KELLY: Mali, you are Native American. The other two of you are white. And I raise that because your writing and singing about, you know, race and protest to do with race and this whole national reckoning that's been underway. And I wonder how each of you thought about your road to engaging in that national conversation. Like, how do you find a toehold in?

BUCKLAND: This is Eleanor speaking, and I'm so glad you asked that question. And I think definitely a big part of this record - this idea of being in the space of discomfort, of growing and really looking at oneself. And, yeah, as you say, I'm white, and Isa is white, and we both have really wanted to not take up the microphone and space of telling stories that aren't our own but trying to support and uplift those stories. And, you know, as a band, that's really important to us.

(SOUNDBITE OF SONG)

LULA WILES: (Singing) I would take you there. I would make you care about people like me and my friends. Do you really want the world to end? Do you...

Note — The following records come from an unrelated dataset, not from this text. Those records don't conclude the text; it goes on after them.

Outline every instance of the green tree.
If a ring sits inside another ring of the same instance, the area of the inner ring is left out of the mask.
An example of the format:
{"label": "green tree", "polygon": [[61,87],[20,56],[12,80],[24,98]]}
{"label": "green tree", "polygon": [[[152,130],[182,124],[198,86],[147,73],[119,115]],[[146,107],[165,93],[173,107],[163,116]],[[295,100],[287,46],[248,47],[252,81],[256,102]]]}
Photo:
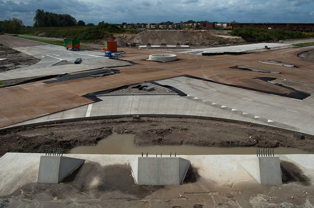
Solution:
{"label": "green tree", "polygon": [[24,27],[24,25],[21,19],[14,17],[10,23],[10,26],[13,31],[20,33],[21,28]]}
{"label": "green tree", "polygon": [[85,26],[85,23],[83,20],[78,20],[78,26]]}
{"label": "green tree", "polygon": [[36,10],[36,14],[33,19],[33,20],[35,21],[34,23],[34,27],[36,28],[38,27],[44,27],[44,15],[45,13],[42,9],[38,9]]}
{"label": "green tree", "polygon": [[68,14],[56,14],[45,12],[42,9],[37,9],[33,20],[34,27],[69,27],[76,25],[76,20]]}

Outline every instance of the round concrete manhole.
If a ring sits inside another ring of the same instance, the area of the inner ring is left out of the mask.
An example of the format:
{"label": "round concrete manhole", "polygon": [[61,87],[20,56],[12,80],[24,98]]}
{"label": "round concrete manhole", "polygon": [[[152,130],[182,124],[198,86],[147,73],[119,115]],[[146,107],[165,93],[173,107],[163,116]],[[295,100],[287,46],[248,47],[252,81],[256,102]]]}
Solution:
{"label": "round concrete manhole", "polygon": [[171,61],[177,59],[177,56],[174,54],[153,54],[149,55],[150,61],[165,62]]}

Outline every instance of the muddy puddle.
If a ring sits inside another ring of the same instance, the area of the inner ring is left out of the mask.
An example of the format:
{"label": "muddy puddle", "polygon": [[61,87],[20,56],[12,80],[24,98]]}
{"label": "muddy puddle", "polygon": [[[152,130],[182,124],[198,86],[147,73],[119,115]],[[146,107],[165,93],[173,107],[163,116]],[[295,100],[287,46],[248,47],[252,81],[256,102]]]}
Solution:
{"label": "muddy puddle", "polygon": [[[132,134],[113,134],[106,139],[99,141],[95,146],[80,146],[71,150],[70,154],[99,154],[106,155],[254,155],[256,154],[256,147],[200,147],[191,145],[164,145],[136,147],[133,143],[133,135]],[[260,149],[262,150],[263,148]],[[267,148],[266,148],[266,149]],[[271,148],[270,148],[271,149]],[[285,154],[308,154],[309,152],[299,148],[279,147],[273,149],[275,155]]]}

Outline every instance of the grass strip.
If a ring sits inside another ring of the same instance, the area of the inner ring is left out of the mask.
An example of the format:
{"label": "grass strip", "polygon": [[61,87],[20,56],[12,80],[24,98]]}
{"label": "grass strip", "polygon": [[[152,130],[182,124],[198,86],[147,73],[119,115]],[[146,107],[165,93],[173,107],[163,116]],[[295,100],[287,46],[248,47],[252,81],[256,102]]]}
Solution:
{"label": "grass strip", "polygon": [[[30,37],[23,37],[20,36],[19,36],[19,38],[22,38],[23,39],[26,39],[27,40],[33,40],[34,41],[37,41],[37,42],[43,43],[47,43],[47,44],[50,44],[51,45],[58,45],[60,46],[64,46],[64,44],[63,42],[59,40],[51,40],[38,39],[35,38],[31,38]],[[92,48],[93,47],[92,46],[90,46],[88,45],[81,45],[81,47],[80,48],[81,49],[84,49],[84,48]]]}
{"label": "grass strip", "polygon": [[303,46],[305,45],[313,45],[313,44],[312,42],[309,42],[308,43],[296,43],[292,44],[292,45],[295,46]]}

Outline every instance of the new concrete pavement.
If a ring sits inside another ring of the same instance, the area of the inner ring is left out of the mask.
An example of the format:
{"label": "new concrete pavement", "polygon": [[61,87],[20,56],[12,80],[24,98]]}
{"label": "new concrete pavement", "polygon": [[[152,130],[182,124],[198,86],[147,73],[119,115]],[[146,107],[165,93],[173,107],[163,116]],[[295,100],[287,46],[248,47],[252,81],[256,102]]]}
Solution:
{"label": "new concrete pavement", "polygon": [[[104,57],[104,53],[84,50],[79,51],[77,50],[67,50],[64,47],[52,45],[26,46],[14,49],[41,60],[33,65],[0,73],[0,80],[60,74],[101,67],[132,65],[127,61]],[[78,58],[82,58],[82,62],[80,64],[74,64],[73,63]],[[68,61],[72,63],[54,65],[63,60]]]}

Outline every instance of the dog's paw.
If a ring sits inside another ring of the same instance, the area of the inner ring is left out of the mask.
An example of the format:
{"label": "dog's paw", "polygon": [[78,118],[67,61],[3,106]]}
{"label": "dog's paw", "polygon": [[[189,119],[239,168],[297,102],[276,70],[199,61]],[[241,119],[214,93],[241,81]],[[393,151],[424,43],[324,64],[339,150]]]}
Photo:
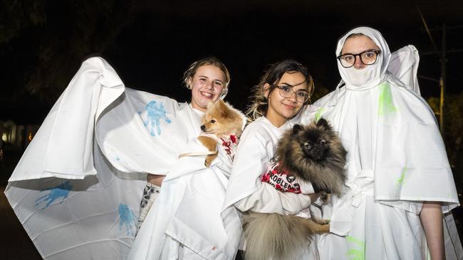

BURKE: This is Isa speaking. I think that for me and I think for Eleanor, too, like, one thing that I come back to a lot is that, like, I'm really - you know, I'm really grateful to Mali for how gracious she has been in, like, educating her white bandmates. There's so much that I didn't know. In the way that I present myself publicly, I don't ever want to act like I'm an expert on anything really (laughter).

BUCKLAND: Yeah. If I can jump in - this is Eleanor. I agree with everything Isa said. And I think it's not just as well, like, publicly but also in our interpersonal lives, it's really trying to take accountability for those things I've done in the past and might continue to do and that it's not about never being wrong. It's always about learning and acknowledging that harm potentially.

(SOUNDBITE OF MUSIC)

KELLY: Well, this was a pleasure. Thank you, all three of you, for taking the time and talking to us.

BURKE: Thank you so much for having us.

OBOMSAWIN: I really appreciate.

BUCKLAND: Thank you.

KELLY: Eleanor Buckland, Isa Burke and Mali Obomsawin - they make up the band Lula Wiles. Their new album is called "Shame And Sedition." It's out tomorrow on Smithsonian Folkways.